Unfortunately, for many salespeople and sales organizations, the “close of business” is an artificially large event in the sales process filled with anxiety and a certain level of “dread” on both sides of the table. Moreover, this is usually a self-fulfilling prophecy and worse, a self-inflicted wound on the part of salespeople.
Why does this happen?
In all likelihood, it’s because something was missed as part of the sales process. In other words, the salesperson likely rushed through the early stages of the sales process in order to meet an artificial deadline, usually one tied to the end of his/her month or quarter.
What typically gets missed?

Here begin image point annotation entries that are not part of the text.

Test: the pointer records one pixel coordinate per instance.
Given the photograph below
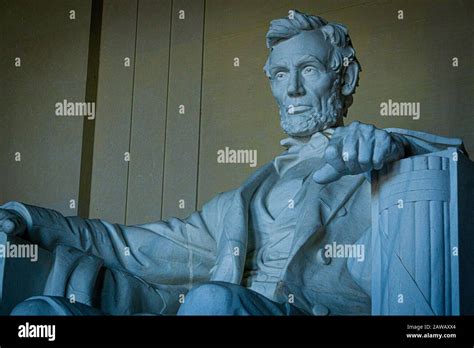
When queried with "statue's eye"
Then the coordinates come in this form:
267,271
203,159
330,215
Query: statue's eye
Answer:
280,75
309,70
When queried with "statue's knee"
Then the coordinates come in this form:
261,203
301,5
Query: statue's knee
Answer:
215,298
39,305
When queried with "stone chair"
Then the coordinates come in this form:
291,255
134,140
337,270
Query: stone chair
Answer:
422,243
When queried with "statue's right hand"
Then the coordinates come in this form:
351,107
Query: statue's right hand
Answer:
11,222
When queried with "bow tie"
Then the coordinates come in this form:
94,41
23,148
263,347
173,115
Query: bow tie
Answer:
299,149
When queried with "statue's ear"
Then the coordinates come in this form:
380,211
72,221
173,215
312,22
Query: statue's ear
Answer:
350,78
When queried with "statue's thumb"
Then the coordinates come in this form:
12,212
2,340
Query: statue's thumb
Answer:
326,174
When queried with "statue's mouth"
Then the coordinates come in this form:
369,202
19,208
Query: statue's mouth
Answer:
292,109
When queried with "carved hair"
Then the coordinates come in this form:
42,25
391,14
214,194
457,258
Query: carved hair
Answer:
285,28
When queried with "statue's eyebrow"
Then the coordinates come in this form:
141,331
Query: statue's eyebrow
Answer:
309,58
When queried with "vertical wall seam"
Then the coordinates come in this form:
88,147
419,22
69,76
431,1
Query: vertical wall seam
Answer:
200,104
131,113
166,109
88,130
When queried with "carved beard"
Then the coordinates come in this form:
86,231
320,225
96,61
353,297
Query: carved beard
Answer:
301,125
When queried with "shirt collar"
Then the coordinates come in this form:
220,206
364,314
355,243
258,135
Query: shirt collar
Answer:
300,148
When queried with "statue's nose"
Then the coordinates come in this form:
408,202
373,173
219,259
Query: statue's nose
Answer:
295,88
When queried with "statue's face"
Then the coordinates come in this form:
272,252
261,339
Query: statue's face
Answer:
307,90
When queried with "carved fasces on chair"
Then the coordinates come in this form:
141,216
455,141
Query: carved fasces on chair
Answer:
415,236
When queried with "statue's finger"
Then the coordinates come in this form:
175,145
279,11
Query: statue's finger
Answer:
326,174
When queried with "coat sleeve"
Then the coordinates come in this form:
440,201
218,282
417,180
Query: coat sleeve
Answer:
420,143
174,251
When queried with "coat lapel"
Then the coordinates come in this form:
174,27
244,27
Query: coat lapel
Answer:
232,244
321,205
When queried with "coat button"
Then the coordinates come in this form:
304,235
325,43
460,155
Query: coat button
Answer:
319,309
322,259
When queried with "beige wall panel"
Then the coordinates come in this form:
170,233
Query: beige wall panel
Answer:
53,50
149,112
182,130
114,105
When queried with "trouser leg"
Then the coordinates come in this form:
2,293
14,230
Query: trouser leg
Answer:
53,305
221,298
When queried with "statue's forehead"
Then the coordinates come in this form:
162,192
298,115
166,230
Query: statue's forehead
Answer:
305,43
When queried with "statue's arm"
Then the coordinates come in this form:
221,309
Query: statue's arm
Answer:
162,251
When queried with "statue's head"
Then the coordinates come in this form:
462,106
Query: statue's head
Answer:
313,72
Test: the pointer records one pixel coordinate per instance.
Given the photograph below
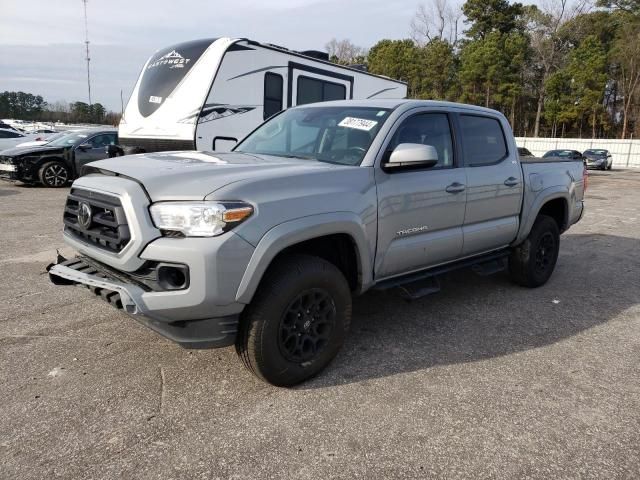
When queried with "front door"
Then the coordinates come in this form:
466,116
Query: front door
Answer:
420,211
494,184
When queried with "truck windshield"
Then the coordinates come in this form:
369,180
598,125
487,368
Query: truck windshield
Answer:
339,135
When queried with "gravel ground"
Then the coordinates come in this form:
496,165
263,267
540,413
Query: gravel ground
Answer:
482,380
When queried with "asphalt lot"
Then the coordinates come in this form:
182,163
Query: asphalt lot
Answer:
482,380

It could be any of a number of things:
- the true business driver was never identified;
- there was no clear vision on the part of the buyer that the capabilities the seller could bring to bear would help them achieve whatever the desired business outcome is;
- no “unique” business value was established as part of the process and as a result, the seller’s offering is viewed as a commodity and now price is the only variable;
- the true decision maker was never identified as part of the sales process and now the salesperson is relegated to “negotiating” with someone who may not even have the ability to buy;
- there was never a mutual understanding as to the desired timeline of the prospect so the salesperson imposes that artificial deadline tied to his/her own month or quarter end.
While this is, by no means, a complete list, it is a good place to start.
The reality of the situation is this: The quality of the job that the salesperson does throughout the sales process will dictate the ease or difficulty of negotiation at the end of the process.